Egypt and Sudan continue to argue over the Nile
CAIRO // Despite a lack of agreement from Egypt and Sudan, seven of the nine countries that share the Nile River basin will proceed with plans to create a permanent negotiating body for determining the equitable use of the world’s longest river, African water ministers have said.
Water and irrigation ministers from seven up-river African nations said they hope to finalise negotiations on the Co-operative Framework Agreement next month, with or without agreement from down-river nations Egypt and Sudan.
The plans follow failed negotiations last week in Sharm El-Sheikh, Egypt, between the nine countries of the Nile Basin Initiative (NBI), a World Bank-funded programme that seeks to establish a diplomatic protocol for evaluating the fair use of the river for agricultural and energy projects.

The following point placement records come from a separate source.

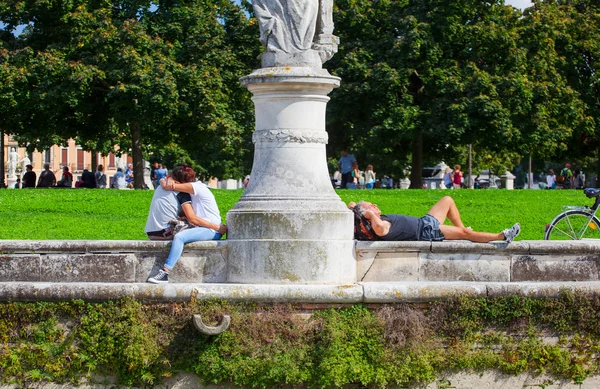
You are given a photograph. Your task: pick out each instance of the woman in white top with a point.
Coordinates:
(551, 180)
(205, 217)
(369, 177)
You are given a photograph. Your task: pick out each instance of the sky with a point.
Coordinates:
(521, 4)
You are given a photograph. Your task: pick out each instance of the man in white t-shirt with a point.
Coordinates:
(165, 206)
(201, 212)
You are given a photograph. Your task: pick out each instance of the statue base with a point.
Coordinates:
(290, 226)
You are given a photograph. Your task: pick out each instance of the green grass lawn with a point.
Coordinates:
(113, 214)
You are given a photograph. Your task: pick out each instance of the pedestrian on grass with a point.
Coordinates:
(448, 178)
(29, 177)
(457, 177)
(369, 177)
(47, 178)
(66, 180)
(100, 177)
(550, 180)
(345, 164)
(119, 180)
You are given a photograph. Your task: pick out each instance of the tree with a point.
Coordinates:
(572, 29)
(137, 75)
(421, 78)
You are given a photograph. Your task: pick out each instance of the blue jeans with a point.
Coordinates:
(187, 236)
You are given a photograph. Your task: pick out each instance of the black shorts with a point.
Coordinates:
(430, 230)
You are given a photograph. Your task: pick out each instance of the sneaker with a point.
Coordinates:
(161, 278)
(511, 233)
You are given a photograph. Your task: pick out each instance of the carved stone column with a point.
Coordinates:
(290, 226)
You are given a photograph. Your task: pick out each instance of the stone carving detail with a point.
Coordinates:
(292, 30)
(290, 136)
(207, 330)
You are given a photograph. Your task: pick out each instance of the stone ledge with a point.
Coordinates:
(367, 292)
(98, 246)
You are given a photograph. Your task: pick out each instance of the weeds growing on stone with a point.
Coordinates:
(271, 345)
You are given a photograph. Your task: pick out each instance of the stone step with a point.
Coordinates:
(206, 262)
(363, 292)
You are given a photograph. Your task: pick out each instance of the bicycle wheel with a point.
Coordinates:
(574, 225)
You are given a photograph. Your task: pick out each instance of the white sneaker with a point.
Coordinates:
(161, 278)
(511, 233)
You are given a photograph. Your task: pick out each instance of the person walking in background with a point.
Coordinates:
(153, 175)
(100, 177)
(119, 180)
(369, 177)
(448, 178)
(203, 214)
(345, 167)
(550, 180)
(29, 177)
(457, 177)
(577, 179)
(129, 175)
(565, 176)
(161, 173)
(355, 174)
(88, 179)
(47, 178)
(66, 180)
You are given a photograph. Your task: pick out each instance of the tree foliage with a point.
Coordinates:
(423, 79)
(135, 74)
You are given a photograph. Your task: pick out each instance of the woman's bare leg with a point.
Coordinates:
(462, 233)
(446, 208)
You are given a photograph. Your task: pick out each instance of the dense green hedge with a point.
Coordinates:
(113, 214)
(271, 345)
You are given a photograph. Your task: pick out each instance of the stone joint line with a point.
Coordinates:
(290, 136)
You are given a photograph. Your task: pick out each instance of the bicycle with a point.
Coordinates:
(576, 222)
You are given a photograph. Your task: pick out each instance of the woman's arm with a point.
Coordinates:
(199, 222)
(170, 184)
(380, 227)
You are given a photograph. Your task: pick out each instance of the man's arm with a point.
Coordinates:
(170, 184)
(199, 222)
(380, 227)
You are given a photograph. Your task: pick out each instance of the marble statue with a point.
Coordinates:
(296, 32)
(120, 162)
(13, 158)
(24, 162)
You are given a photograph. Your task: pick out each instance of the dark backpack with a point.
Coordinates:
(362, 227)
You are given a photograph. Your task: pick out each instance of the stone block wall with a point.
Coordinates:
(107, 261)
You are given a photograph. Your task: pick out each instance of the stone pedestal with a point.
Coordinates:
(290, 226)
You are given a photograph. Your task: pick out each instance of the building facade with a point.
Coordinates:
(58, 156)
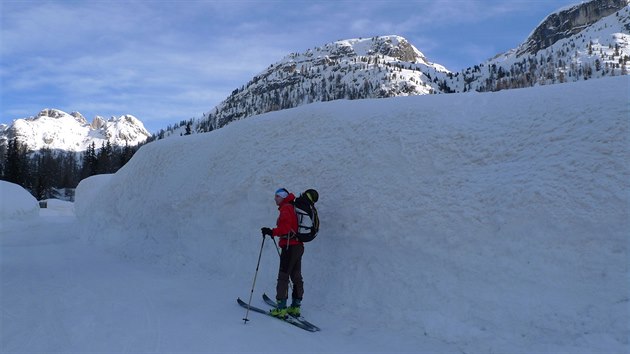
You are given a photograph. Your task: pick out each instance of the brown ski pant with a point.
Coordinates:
(290, 267)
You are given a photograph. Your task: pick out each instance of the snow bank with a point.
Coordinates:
(56, 207)
(496, 221)
(16, 202)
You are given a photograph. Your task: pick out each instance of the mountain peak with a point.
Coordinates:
(568, 21)
(55, 129)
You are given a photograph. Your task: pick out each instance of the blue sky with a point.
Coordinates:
(164, 60)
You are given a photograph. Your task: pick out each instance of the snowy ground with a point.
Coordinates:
(455, 223)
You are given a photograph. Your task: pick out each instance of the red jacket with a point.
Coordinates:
(287, 223)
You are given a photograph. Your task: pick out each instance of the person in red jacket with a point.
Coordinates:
(290, 258)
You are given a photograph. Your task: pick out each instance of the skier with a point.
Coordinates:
(290, 258)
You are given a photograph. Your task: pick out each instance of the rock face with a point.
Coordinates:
(568, 22)
(58, 130)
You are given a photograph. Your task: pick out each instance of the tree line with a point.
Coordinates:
(44, 173)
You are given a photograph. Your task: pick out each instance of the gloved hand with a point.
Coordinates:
(266, 231)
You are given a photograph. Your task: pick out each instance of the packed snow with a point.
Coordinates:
(477, 223)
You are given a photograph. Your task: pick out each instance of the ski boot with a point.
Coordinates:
(281, 309)
(294, 309)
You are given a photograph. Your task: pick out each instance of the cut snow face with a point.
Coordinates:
(16, 203)
(489, 220)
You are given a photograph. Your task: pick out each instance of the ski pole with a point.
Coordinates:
(254, 284)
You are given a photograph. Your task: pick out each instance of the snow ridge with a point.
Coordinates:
(502, 217)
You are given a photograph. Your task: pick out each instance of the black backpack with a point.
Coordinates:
(308, 221)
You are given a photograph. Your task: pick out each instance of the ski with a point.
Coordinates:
(272, 303)
(289, 319)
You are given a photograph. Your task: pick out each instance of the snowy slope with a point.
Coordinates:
(484, 222)
(57, 130)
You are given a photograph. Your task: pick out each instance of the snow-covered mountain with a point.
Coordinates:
(464, 223)
(580, 42)
(57, 130)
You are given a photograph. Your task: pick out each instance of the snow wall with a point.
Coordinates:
(496, 218)
(16, 203)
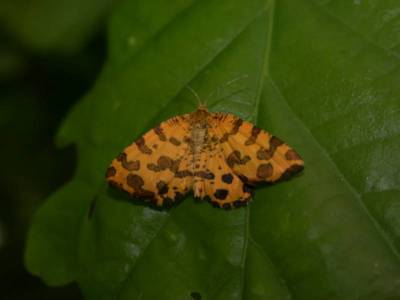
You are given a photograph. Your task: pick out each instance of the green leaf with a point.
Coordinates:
(63, 26)
(322, 76)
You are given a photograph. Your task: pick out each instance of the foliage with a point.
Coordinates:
(322, 75)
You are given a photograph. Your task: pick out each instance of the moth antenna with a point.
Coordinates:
(225, 85)
(199, 102)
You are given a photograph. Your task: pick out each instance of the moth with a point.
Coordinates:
(217, 156)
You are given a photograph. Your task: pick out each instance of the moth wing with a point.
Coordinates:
(155, 167)
(254, 154)
(225, 189)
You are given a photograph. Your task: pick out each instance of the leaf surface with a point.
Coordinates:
(308, 72)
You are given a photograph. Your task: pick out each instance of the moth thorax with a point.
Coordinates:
(199, 135)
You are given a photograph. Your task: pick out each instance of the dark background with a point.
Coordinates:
(39, 83)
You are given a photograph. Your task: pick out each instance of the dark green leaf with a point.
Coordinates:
(321, 76)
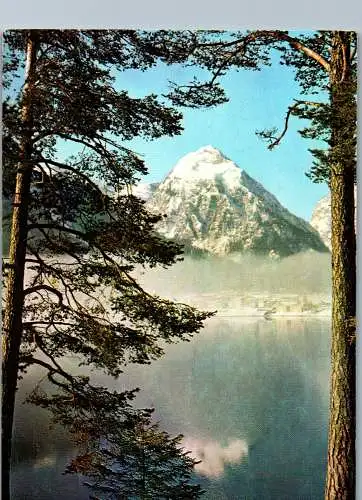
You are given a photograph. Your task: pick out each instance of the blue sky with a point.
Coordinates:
(258, 100)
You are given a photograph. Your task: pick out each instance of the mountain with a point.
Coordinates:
(321, 219)
(144, 190)
(213, 206)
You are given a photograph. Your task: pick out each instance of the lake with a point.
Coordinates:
(250, 397)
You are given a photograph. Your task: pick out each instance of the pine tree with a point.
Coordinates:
(326, 68)
(69, 288)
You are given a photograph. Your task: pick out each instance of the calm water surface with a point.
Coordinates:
(250, 397)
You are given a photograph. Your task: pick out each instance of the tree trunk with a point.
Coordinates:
(12, 322)
(340, 482)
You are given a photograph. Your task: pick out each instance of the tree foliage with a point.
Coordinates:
(84, 236)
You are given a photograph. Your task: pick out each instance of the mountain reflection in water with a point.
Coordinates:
(249, 396)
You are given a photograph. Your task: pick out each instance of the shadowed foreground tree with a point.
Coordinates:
(141, 462)
(69, 291)
(325, 65)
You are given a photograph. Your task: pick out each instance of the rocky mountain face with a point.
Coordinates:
(212, 206)
(321, 219)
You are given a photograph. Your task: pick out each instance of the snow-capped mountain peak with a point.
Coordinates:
(206, 163)
(214, 206)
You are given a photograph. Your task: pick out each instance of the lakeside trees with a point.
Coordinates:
(68, 284)
(323, 61)
(325, 65)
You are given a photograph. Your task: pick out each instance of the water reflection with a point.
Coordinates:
(250, 397)
(213, 456)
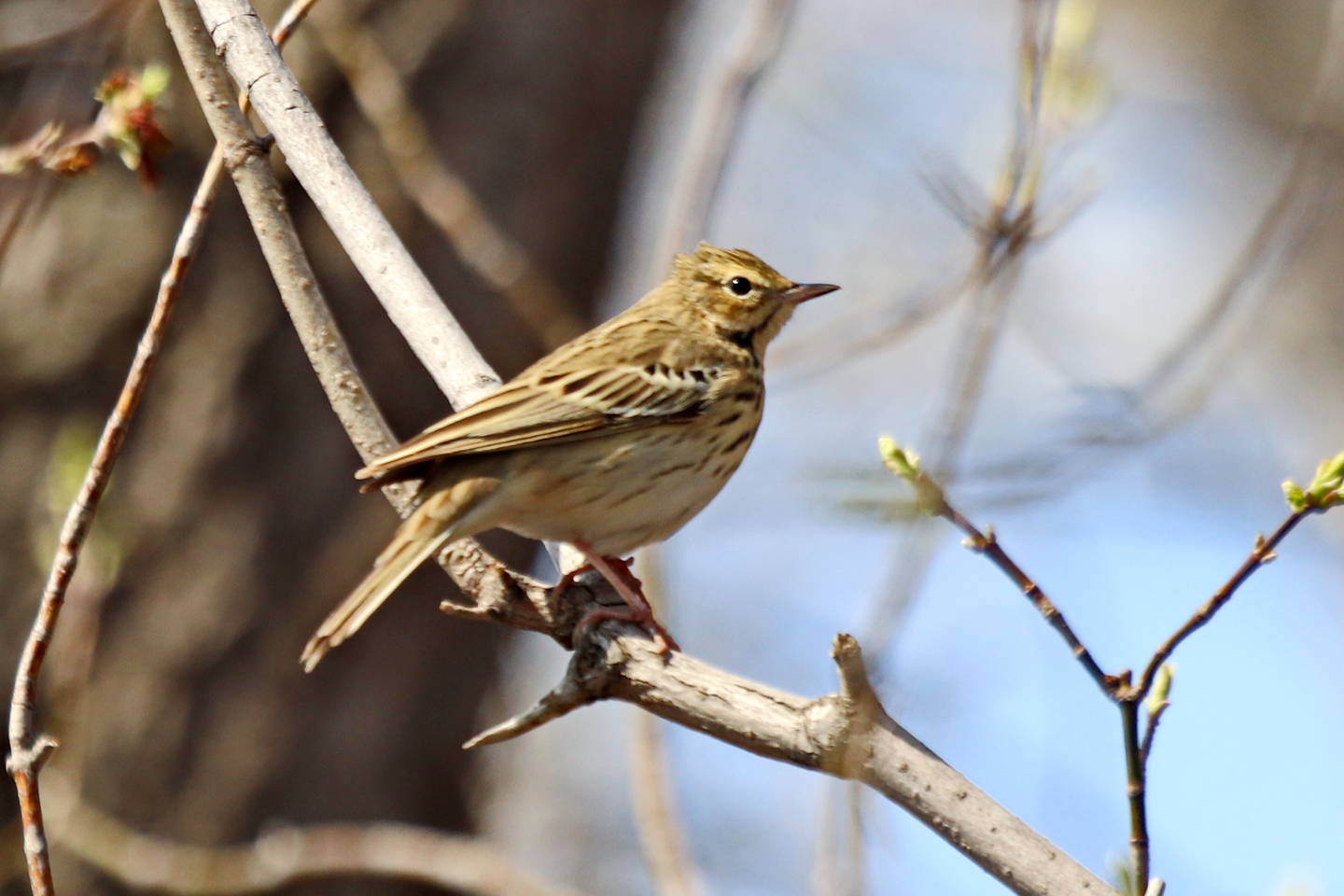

The impasse between up-river and down-river countries has led to more than a decade of delays in forming the framework agreement, which supporters say could become an example of international co-operation for the fair use of water resources in the impoverished and conflict-prone region of north-eastern Africa.
A spokesman for the Ethiopian government accused Egypt on Tuesday of “delaying” negotiations, according to the Bloomberg news agency.
But Egypt, which is where the river flows into the Mediterranean, and Sudan say such an agreement could threaten their “historical rights” to secure sources of water. Their position downstream renders them particularly vulnerable to changes in water availability caused by up-river development projects, they said.
Egyptian water officials said if up-river nations exclude them from the agreement, it could spell the end of negotiations on equitable water-sharing for the entire river basin.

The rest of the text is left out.